1. So habe ich gehört. Einmal hielt sich der Erhabene bei Sāvatthī im Jeta Hain, dem Park des Anāthapiṇḍika auf. Dort richtete er sich folgendermaßen an die Bhikkhus: "Ihr Bhikkhus." - "Ehrwürdiger Herr", erwiderten sie. Der Erhabene sagte dieses:
2."Ihr Bhikkhus, ein Bhikkhu, der ein Nachforschender ist, der das Herz anderer nicht kennt, sollte eine Untersuchung des Tathāgata anstellen, um zu erfahren, ob dieser vollständig erleuchtet ist oder nicht [1]."
3."Ehrwürdiger Herr, unsere Lehren sind im Erhabenen verwurzelt, vom Erhabenen geführt, beruhen auf dem Erhabenen. Es wäre gut, wenn der Erhabene die Bedeutung dieser Worte erläutern würde. Wenn die Bhikkhus dies vom Erhabenen gehört haben, werden sie es sich merken."
"Dann, ihr Bhikkhus, hört zu und verfolgt aufmerksam, was ich sagen werde." - "Ja, ehrwürdiger Herr", erwiderten sie.
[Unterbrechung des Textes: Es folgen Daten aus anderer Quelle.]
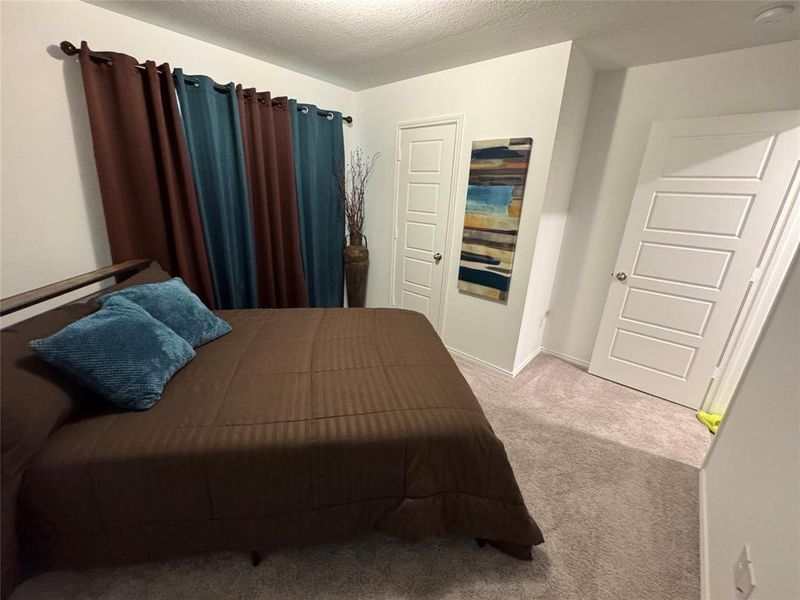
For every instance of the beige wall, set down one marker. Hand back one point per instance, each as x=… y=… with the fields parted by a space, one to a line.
x=52 y=219
x=624 y=105
x=751 y=477
x=513 y=96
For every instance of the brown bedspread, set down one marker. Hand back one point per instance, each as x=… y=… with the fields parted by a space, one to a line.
x=300 y=426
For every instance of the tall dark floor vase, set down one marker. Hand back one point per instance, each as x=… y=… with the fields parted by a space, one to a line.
x=356 y=265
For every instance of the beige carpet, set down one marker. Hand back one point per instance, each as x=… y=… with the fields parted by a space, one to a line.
x=609 y=473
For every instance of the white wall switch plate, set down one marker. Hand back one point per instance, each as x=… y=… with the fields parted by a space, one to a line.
x=744 y=579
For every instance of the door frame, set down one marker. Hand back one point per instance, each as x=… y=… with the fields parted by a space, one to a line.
x=779 y=251
x=458 y=121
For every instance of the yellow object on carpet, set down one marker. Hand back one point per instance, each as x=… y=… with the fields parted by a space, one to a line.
x=710 y=420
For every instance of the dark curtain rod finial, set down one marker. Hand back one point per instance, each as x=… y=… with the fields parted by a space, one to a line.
x=69 y=49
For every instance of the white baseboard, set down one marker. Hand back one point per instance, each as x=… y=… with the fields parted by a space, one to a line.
x=579 y=362
x=525 y=362
x=705 y=584
x=566 y=357
x=479 y=361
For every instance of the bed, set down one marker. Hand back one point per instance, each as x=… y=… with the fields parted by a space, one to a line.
x=300 y=426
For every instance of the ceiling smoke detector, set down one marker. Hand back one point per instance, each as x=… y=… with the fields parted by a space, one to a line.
x=774 y=13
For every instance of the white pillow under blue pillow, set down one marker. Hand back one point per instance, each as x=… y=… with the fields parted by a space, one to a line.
x=175 y=305
x=121 y=352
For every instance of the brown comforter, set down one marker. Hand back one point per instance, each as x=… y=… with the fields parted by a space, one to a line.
x=300 y=426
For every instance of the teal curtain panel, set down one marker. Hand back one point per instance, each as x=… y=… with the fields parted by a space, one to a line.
x=213 y=132
x=318 y=145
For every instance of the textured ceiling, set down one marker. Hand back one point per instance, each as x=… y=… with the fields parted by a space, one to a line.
x=364 y=43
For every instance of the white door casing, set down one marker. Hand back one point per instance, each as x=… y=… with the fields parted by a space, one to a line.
x=708 y=195
x=424 y=184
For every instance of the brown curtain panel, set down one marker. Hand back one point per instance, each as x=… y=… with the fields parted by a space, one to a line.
x=143 y=166
x=267 y=138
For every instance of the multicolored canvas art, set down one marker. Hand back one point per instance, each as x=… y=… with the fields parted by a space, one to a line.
x=494 y=203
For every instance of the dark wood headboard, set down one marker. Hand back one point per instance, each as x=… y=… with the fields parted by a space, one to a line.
x=26 y=299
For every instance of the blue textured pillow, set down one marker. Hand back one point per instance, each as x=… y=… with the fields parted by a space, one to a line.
x=175 y=305
x=121 y=352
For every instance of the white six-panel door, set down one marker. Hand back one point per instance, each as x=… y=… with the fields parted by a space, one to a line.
x=425 y=173
x=708 y=195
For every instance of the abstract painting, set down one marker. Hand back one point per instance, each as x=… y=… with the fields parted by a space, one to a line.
x=494 y=203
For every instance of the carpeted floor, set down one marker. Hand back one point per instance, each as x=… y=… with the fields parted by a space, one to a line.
x=609 y=473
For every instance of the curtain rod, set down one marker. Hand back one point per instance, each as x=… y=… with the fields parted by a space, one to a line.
x=69 y=49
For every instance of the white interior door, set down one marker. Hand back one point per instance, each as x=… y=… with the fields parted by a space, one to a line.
x=426 y=157
x=708 y=195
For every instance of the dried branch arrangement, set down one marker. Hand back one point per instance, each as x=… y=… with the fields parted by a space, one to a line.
x=352 y=185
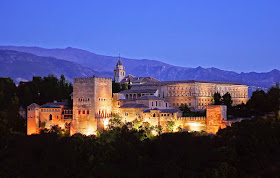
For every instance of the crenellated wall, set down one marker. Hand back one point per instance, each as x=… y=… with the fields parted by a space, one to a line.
x=92 y=102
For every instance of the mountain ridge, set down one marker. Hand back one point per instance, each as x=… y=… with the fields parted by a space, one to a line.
x=145 y=67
Der Erhabene sagte folgendes:
4."Bhikkhus, ein Bhikkhu, der ein Nachforschender ist, der das Herz anderer nicht kennt, sollte den Tathāgata in Hinsicht auf zwei Arten von Zuständen, Zustände, die durch das Auge und durch das Ohr erfahrbar sind, folgendermaßen untersuchen: 'Sind im Tathāgata irgendwelche befleckte Geisteszustände zu finden, die durch das Auge oder durch das Ohr erfahrbar sind, oder nicht?' Wenn er ihn untersucht, weiß er: 'Es sind im Tathāgata keine befleckte Geisteszustände zu finden, die durch das Auge oder durch das Ohr erfahrbar sind.'"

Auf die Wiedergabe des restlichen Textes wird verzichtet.